Een van de belangrijkste voortrekkers van die filosofie is de Nigeriaanse zakenman Tony Elumelu. De econoom en Harvard-alumnus trad voor het voetlicht in 1997. Toen leidde hij een groep investeerders bij de overname van een kleine verlieslatende bank in Lagos, het economische hart van Nigeria. Een paar jaar later was de bank rendabel en in 2005 volgde een fusie met de United Bank of Afrika. Die bankengroep heeft intussen filialen in een twintigtal Afrikaanse landen, in het Verenigd Koninkrijk en de Verenigde Staten. In 2010 ging Elumelu solo met de oprichting van Heirs Holding, een Afrikaans investeringsbedrijf dat de Afrikaanse ontwikkeling stuurt met langetermijninvesteringen in sleutelsectoren. In diezelfde periode richtte hij de Tony Elumelu Foundation op. De stichting promoot het Afrikapitalisme in de eerste plaats onder Afrikaanse ondernemers, onder meer met de lancering van het Tony Elumelu Foundation Entrepreneurship Programme. Het programma investeert de komende tien jaar liefst 100 miljoen dollar in de identificatie, de training en de financiering van tienduizend Afrikaanse ondernemers. Het doel is de creatie van 10 miljard dollar winst en een miljoen banen. “Doorheen het programma zie ik hoe jonge Afrikanen de combinatie van het Afrikapitalisme en de moderne technologie als een hefboom gebruiken voor innovatie in de landbouw, de financiëledienstverlening, de nijverheid en de gezondheidszorg.”

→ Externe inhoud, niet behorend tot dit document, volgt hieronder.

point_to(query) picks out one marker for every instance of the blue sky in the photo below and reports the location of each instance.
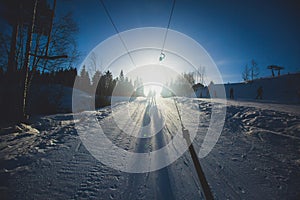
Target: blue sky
(232, 32)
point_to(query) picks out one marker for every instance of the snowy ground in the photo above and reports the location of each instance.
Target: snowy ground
(257, 156)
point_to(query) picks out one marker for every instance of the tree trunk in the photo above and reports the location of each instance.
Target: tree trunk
(12, 67)
(27, 60)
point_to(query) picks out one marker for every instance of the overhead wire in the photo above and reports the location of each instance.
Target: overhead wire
(117, 31)
(162, 55)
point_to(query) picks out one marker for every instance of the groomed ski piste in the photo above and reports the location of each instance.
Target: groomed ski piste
(257, 155)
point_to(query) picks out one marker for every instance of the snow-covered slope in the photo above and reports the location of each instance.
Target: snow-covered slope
(256, 156)
(282, 89)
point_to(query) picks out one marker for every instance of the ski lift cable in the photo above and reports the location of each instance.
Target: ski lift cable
(201, 176)
(162, 55)
(117, 30)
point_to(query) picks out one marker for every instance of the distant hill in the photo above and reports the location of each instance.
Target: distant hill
(281, 89)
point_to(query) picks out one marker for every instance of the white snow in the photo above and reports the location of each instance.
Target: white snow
(256, 157)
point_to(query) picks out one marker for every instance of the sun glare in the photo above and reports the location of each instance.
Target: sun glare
(152, 89)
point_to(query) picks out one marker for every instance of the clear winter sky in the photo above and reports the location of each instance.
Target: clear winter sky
(232, 32)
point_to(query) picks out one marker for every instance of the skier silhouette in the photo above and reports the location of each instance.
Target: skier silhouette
(231, 93)
(259, 93)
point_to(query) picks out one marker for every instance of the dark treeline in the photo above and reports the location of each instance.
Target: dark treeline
(103, 86)
(52, 89)
(41, 100)
(181, 86)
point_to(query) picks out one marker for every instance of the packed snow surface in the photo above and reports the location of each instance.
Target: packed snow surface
(256, 157)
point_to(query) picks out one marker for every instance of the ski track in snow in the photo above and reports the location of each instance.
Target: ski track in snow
(256, 157)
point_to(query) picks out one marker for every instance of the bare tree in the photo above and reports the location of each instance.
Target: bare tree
(254, 70)
(200, 75)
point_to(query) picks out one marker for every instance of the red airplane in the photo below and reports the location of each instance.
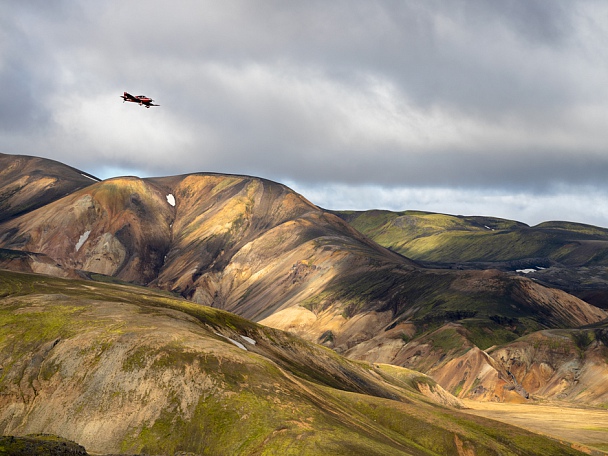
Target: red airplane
(141, 99)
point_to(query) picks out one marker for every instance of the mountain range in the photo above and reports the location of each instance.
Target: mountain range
(115, 295)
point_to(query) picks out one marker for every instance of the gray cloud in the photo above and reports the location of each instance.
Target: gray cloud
(478, 96)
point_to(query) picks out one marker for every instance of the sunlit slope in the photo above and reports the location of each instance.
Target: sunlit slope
(258, 249)
(453, 239)
(27, 183)
(125, 369)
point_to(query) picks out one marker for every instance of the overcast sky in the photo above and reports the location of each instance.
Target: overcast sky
(463, 106)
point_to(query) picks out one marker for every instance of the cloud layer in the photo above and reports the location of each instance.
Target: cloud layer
(391, 100)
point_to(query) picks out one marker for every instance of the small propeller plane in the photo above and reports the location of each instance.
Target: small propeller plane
(141, 99)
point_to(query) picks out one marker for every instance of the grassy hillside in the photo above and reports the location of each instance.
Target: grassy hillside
(120, 368)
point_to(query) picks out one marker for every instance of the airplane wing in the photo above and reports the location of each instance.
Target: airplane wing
(128, 97)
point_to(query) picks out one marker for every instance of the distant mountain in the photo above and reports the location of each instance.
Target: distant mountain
(120, 368)
(570, 256)
(443, 238)
(258, 249)
(27, 183)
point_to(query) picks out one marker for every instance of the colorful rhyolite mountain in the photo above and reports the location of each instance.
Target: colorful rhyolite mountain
(257, 249)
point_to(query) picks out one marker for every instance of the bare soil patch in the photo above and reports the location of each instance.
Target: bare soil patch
(587, 427)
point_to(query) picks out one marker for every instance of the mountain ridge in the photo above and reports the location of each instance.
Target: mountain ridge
(256, 248)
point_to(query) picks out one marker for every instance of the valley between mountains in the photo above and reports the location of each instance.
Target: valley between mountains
(223, 314)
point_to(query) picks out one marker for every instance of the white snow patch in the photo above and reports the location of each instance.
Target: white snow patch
(248, 339)
(238, 344)
(82, 239)
(90, 177)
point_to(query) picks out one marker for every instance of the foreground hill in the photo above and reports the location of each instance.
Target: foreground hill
(120, 368)
(258, 249)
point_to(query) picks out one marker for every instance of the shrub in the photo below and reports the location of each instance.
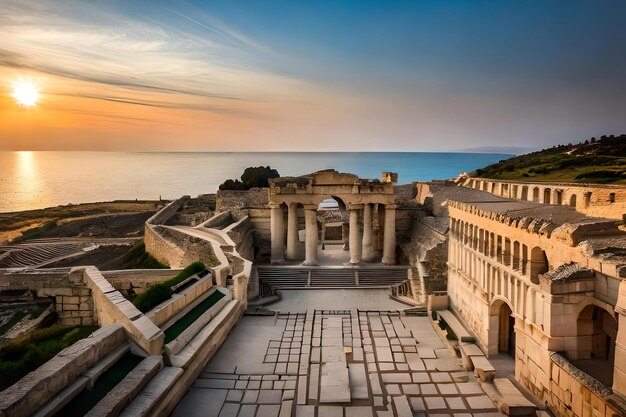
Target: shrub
(21, 356)
(251, 177)
(138, 258)
(155, 294)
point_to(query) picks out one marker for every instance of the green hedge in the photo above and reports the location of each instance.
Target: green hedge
(157, 293)
(21, 356)
(138, 258)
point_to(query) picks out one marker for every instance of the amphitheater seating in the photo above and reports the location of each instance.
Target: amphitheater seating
(293, 277)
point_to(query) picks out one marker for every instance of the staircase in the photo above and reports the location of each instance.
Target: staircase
(330, 277)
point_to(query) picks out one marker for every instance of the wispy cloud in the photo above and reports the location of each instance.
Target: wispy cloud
(161, 54)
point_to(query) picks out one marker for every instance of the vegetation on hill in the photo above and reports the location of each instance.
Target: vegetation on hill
(251, 177)
(598, 161)
(138, 258)
(157, 293)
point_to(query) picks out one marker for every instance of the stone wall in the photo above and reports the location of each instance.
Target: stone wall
(192, 248)
(31, 392)
(72, 299)
(242, 233)
(131, 282)
(562, 387)
(110, 307)
(598, 200)
(253, 203)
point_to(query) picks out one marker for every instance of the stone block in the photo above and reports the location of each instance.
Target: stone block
(36, 388)
(123, 393)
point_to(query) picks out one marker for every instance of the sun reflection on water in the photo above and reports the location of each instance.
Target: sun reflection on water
(28, 176)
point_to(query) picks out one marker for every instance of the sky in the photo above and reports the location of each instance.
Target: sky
(311, 75)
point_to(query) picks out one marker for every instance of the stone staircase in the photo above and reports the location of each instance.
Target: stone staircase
(36, 254)
(284, 277)
(331, 277)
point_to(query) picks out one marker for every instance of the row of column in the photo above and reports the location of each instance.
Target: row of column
(529, 262)
(361, 245)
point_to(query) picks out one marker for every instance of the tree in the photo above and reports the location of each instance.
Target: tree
(258, 176)
(251, 177)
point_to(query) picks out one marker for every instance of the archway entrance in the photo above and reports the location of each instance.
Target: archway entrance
(506, 331)
(596, 331)
(334, 231)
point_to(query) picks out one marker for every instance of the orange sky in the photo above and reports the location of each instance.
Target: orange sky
(249, 76)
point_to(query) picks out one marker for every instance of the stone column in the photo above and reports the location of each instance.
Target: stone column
(310, 217)
(355, 235)
(619, 370)
(292, 231)
(368, 233)
(389, 247)
(278, 234)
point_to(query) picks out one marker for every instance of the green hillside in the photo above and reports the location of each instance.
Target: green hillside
(598, 161)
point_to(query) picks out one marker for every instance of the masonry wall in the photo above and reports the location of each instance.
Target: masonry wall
(597, 200)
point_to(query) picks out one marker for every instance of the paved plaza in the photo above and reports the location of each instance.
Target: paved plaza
(344, 363)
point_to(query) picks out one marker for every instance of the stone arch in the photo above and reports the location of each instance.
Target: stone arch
(535, 196)
(596, 334)
(558, 196)
(538, 263)
(524, 195)
(501, 331)
(547, 196)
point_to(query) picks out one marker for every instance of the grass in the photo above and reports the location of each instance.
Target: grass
(138, 258)
(18, 316)
(177, 328)
(601, 161)
(157, 293)
(87, 399)
(21, 356)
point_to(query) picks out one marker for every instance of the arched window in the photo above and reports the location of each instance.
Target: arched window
(538, 264)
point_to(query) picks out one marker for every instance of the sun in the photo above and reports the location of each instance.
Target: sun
(25, 93)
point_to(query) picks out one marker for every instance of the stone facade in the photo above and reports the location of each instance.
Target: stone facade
(535, 280)
(598, 200)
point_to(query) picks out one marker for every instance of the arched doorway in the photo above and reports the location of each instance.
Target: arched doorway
(596, 333)
(538, 263)
(547, 194)
(506, 331)
(536, 194)
(501, 329)
(333, 233)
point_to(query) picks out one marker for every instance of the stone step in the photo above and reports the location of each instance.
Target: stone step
(483, 369)
(123, 393)
(509, 399)
(148, 398)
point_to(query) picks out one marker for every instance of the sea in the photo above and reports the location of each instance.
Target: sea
(33, 180)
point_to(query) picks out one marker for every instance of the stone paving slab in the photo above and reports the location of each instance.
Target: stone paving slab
(337, 363)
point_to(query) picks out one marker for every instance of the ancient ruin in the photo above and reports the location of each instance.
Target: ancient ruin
(332, 295)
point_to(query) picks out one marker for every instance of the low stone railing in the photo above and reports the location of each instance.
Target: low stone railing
(162, 313)
(30, 393)
(110, 307)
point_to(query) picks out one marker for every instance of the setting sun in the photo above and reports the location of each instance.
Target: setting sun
(26, 93)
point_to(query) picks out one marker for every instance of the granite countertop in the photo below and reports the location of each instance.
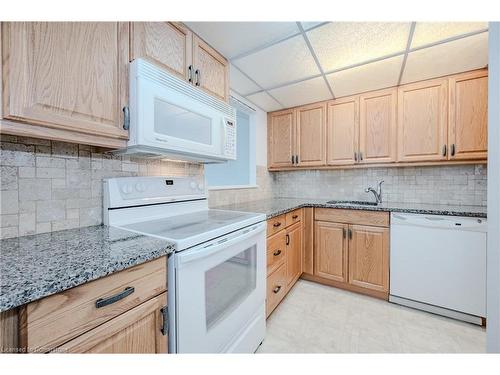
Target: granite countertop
(278, 206)
(33, 267)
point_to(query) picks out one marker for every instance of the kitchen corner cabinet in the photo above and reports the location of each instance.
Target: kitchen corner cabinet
(468, 116)
(284, 256)
(351, 250)
(65, 80)
(422, 121)
(168, 44)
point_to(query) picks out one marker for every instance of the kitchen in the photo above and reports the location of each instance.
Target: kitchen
(246, 187)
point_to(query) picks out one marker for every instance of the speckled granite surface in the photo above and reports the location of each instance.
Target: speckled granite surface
(278, 206)
(37, 266)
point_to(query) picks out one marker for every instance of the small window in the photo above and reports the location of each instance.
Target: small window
(239, 173)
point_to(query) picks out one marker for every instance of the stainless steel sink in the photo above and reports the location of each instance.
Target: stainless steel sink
(350, 203)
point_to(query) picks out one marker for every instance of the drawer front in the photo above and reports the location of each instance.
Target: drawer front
(276, 288)
(276, 250)
(293, 217)
(275, 224)
(338, 215)
(51, 321)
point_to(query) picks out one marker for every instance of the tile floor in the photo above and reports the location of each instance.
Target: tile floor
(314, 318)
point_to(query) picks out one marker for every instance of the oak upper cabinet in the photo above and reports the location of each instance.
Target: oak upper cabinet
(369, 257)
(281, 135)
(310, 135)
(139, 330)
(293, 253)
(342, 131)
(211, 69)
(166, 43)
(422, 121)
(468, 116)
(330, 250)
(66, 80)
(377, 126)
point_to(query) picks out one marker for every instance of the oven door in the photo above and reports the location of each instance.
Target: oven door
(220, 294)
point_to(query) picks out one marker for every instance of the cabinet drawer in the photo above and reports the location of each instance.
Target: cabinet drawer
(275, 224)
(276, 250)
(337, 215)
(276, 288)
(293, 217)
(51, 321)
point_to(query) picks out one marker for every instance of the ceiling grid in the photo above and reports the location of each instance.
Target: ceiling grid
(284, 64)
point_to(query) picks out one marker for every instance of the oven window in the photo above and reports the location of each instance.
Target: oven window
(229, 284)
(178, 122)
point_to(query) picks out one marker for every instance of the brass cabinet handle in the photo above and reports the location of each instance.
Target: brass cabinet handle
(101, 302)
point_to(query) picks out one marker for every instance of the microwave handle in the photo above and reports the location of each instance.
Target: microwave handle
(221, 244)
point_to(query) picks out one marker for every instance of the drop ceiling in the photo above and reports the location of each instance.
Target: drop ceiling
(278, 65)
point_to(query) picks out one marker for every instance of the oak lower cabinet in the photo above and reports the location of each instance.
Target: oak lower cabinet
(65, 81)
(351, 250)
(284, 256)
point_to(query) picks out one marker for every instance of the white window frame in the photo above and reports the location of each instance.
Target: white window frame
(252, 123)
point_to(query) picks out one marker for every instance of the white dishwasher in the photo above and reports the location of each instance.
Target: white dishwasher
(438, 264)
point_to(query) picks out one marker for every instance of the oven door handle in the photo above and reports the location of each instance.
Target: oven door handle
(220, 244)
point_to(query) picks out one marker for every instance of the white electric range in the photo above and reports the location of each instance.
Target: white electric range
(217, 275)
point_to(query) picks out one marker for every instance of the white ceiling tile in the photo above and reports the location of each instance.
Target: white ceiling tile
(281, 63)
(448, 58)
(310, 91)
(431, 32)
(264, 101)
(342, 44)
(373, 76)
(234, 38)
(240, 83)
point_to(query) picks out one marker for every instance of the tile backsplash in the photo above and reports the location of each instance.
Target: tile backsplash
(48, 185)
(454, 185)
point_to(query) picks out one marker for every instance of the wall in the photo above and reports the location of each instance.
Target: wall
(493, 256)
(455, 185)
(48, 186)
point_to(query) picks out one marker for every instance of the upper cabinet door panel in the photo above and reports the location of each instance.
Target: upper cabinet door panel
(377, 129)
(166, 43)
(342, 131)
(468, 129)
(280, 138)
(211, 69)
(311, 123)
(422, 121)
(67, 75)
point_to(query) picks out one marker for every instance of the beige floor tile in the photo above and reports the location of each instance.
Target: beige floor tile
(315, 318)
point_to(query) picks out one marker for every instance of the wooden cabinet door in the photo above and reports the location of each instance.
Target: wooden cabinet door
(67, 76)
(211, 69)
(293, 253)
(369, 257)
(310, 132)
(138, 330)
(280, 136)
(377, 126)
(342, 131)
(330, 250)
(165, 43)
(422, 121)
(468, 128)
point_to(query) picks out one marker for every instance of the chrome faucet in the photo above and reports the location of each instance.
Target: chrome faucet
(377, 193)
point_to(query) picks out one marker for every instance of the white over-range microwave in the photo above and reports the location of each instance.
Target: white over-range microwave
(170, 118)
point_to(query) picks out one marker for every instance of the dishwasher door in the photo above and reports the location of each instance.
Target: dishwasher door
(439, 261)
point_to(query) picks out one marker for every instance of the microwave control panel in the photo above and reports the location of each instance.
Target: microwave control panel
(230, 139)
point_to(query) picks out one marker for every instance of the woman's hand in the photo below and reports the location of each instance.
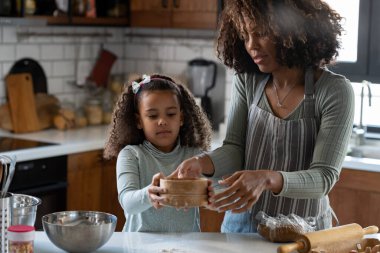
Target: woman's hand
(154, 191)
(190, 168)
(244, 189)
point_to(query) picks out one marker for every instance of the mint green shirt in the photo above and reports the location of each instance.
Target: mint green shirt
(334, 111)
(136, 165)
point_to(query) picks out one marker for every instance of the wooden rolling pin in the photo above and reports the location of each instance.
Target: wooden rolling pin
(346, 233)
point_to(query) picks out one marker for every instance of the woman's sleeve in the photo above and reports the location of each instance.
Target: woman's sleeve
(230, 157)
(133, 199)
(337, 103)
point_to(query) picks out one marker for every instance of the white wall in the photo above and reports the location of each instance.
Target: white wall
(66, 57)
(167, 52)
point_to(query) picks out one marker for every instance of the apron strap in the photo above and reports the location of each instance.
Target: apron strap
(309, 98)
(260, 90)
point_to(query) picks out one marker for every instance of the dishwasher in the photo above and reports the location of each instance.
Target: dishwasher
(43, 178)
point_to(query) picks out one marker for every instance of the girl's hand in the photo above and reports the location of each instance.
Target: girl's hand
(190, 168)
(244, 189)
(154, 191)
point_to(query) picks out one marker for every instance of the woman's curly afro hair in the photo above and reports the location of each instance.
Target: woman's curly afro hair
(305, 32)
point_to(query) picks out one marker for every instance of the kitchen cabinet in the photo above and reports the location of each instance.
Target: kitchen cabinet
(197, 14)
(355, 198)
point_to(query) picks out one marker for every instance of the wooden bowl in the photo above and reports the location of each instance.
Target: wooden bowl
(182, 201)
(185, 186)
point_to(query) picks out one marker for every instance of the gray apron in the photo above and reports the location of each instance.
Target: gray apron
(286, 145)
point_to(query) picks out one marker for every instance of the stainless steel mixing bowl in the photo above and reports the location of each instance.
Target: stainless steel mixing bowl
(79, 231)
(24, 209)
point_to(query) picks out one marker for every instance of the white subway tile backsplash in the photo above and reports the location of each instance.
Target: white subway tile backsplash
(174, 67)
(117, 49)
(209, 53)
(130, 66)
(147, 67)
(187, 53)
(70, 51)
(55, 85)
(63, 68)
(7, 52)
(52, 52)
(136, 51)
(27, 51)
(9, 34)
(161, 52)
(47, 67)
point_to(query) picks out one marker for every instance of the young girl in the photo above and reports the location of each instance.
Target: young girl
(156, 125)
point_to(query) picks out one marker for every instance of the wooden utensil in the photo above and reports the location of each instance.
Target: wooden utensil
(332, 239)
(22, 103)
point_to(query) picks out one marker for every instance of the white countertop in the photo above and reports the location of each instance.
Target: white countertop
(138, 242)
(93, 138)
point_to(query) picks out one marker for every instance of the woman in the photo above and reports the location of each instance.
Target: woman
(290, 118)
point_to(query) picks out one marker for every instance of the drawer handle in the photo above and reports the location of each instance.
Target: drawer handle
(164, 3)
(176, 3)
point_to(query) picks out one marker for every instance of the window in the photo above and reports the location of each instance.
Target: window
(350, 12)
(359, 57)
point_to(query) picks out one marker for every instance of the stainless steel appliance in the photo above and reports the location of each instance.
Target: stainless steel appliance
(43, 178)
(207, 82)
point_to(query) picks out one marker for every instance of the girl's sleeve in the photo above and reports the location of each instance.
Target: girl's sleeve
(133, 199)
(337, 110)
(230, 157)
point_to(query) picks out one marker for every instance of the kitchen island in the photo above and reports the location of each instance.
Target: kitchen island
(94, 137)
(96, 180)
(138, 242)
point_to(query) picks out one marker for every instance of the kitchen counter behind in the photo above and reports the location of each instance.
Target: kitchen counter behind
(69, 142)
(94, 137)
(168, 242)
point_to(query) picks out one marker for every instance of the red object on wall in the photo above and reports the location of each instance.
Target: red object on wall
(100, 72)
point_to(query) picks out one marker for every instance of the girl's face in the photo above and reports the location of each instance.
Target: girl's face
(160, 117)
(260, 47)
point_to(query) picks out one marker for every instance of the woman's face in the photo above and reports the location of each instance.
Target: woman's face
(160, 118)
(260, 47)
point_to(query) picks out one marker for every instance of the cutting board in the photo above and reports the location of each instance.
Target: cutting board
(22, 103)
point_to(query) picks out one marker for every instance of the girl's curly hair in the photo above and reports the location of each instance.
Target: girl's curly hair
(195, 131)
(305, 32)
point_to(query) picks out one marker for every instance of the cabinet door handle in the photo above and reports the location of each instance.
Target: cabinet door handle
(176, 3)
(164, 3)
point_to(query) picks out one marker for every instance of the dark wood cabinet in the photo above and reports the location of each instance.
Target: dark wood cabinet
(356, 197)
(193, 14)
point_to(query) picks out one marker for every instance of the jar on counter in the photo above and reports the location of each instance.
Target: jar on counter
(21, 239)
(94, 112)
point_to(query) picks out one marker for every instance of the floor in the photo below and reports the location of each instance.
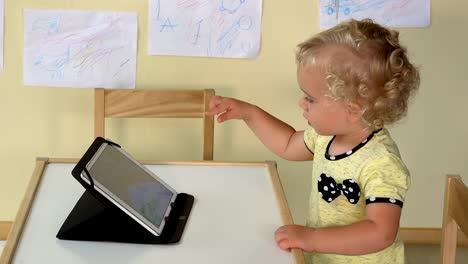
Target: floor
(417, 254)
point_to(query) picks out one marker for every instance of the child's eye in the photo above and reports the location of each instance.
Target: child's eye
(308, 99)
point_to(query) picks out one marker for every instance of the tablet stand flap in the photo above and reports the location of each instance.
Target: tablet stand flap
(93, 220)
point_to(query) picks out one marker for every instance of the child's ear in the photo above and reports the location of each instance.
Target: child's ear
(354, 112)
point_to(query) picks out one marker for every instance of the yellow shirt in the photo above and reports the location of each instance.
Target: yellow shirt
(342, 185)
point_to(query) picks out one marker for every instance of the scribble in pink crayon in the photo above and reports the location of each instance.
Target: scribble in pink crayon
(400, 4)
(192, 4)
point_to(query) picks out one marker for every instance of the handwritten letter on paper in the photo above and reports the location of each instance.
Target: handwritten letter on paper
(66, 48)
(390, 13)
(210, 28)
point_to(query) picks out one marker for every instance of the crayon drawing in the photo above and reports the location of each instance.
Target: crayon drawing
(79, 48)
(210, 28)
(391, 13)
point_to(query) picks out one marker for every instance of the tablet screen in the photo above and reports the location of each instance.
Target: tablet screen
(131, 185)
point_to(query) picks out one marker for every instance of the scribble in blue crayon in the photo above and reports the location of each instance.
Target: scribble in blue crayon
(230, 35)
(49, 25)
(235, 5)
(350, 7)
(196, 36)
(168, 24)
(121, 67)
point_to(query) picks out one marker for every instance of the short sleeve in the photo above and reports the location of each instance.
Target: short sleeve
(385, 180)
(310, 138)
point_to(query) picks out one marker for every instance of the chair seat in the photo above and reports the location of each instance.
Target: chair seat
(2, 245)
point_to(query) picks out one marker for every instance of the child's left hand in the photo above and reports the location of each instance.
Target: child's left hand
(293, 236)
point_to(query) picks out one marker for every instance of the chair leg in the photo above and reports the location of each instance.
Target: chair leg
(449, 242)
(5, 227)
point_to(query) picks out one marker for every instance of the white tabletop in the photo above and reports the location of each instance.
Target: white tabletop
(233, 220)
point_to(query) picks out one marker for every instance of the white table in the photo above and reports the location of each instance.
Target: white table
(237, 208)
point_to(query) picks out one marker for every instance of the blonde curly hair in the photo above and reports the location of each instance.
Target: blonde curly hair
(364, 63)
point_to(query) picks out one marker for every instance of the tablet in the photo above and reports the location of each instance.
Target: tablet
(129, 185)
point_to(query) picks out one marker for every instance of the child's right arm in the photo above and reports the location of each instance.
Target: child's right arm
(276, 135)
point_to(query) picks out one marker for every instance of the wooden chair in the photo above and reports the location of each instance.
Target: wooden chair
(5, 227)
(455, 217)
(155, 103)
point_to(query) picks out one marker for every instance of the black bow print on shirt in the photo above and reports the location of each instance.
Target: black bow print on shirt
(329, 190)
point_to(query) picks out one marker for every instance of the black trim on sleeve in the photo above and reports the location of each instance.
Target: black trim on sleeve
(308, 148)
(384, 200)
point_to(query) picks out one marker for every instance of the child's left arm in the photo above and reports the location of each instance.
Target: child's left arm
(374, 234)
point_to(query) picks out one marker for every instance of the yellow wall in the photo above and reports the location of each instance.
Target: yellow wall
(56, 122)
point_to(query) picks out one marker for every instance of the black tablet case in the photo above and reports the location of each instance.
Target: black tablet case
(94, 218)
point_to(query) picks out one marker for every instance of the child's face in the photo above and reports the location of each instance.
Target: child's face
(325, 114)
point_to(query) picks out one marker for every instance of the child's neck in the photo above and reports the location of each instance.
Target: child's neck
(343, 143)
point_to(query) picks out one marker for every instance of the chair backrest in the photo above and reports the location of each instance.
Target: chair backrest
(455, 217)
(5, 227)
(155, 103)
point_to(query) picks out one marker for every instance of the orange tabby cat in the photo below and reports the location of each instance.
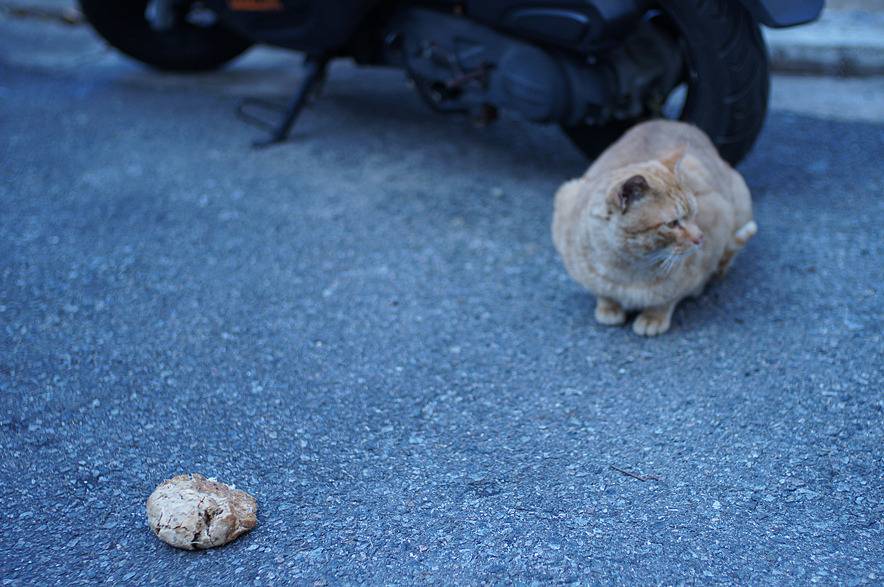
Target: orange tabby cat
(654, 217)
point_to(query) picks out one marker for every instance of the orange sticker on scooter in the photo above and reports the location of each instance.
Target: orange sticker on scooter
(256, 5)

Wat houden de principes van het Afrikapitalisme precies in?
TONY ELUMELU: “Afrikapitalisme gaat ervan uit dat de zakenwereld niet enkel naar economische rijkdom streeft, maar ook naar ontwikkeling en sociale rijkdom in de landen waar ze werkt. De toepassing van het Afrikapitalisme maakt bedrijven op lange termijn winstgevender, omdat de gemeenschappen waar ze werken uitgroeien tot gezonde, opgeleide werknemers en consumenten, die op hun beurt leveranciers en dienstverleners kunnen worden.”
Wat onderscheidt het Afrikapitalisme van het westerse kapitalisme. Staan beide tegenover elkaar?
ELUMELU: “Afrikapitalisme plaatst het conventionele kapitalisme voor een aantal uitdagingen, in het bijzonder als het over Afrika gaat. Het klassieke kapitalisme legt sterk de klemtoon op de belangen van het bedrijf. Het Afrikapitalisme vraagt om een bredere kijk. Het gaat op zoek naar manieren om voordeel te creëren voor de grote meerderheid van de bevolking in plaats van voor enkelingen. Dat doen we door de investeringen niet los te zien van de lokale omgeving en te gaan voor een financieel én een sociaal dividend. Het Afrikapitalisme pleit voor langtermijninvesteringen in strategische sectoren die een katalysator voor de ontwikkeling kunnen vormen.”
Kunt u een voorbeeld van zo’n investering geven?
ELUMELU: “Investeringen in de energiesector kunnen een enorme impact hebben. Via investeringen in Transcorp Power (Transnational Corporation of Nigeria PLC, Elumelu is voorzitter, nvdr) hebben we bijvoorbeeld elektriciteit geleverd aan huizen, scholen en ziekenhuizen. Onze krachtcentrale in Ughelli, een stad in Zuid-Nigeria, is nu de grootste thermische elektriciteitsgenerator van het land. Dankzij die investering krijgen we winstgevende en tegelijk duurzame energie bij zo veel mogelijk mensen.”
Afrikapitalisme wil dat Afrika zijn ontwikkeling meer zelf in handen neemt. Kunnen bedrijven die werken volgens het Afrikapitalisme de ontwikkelingshulp vervangen?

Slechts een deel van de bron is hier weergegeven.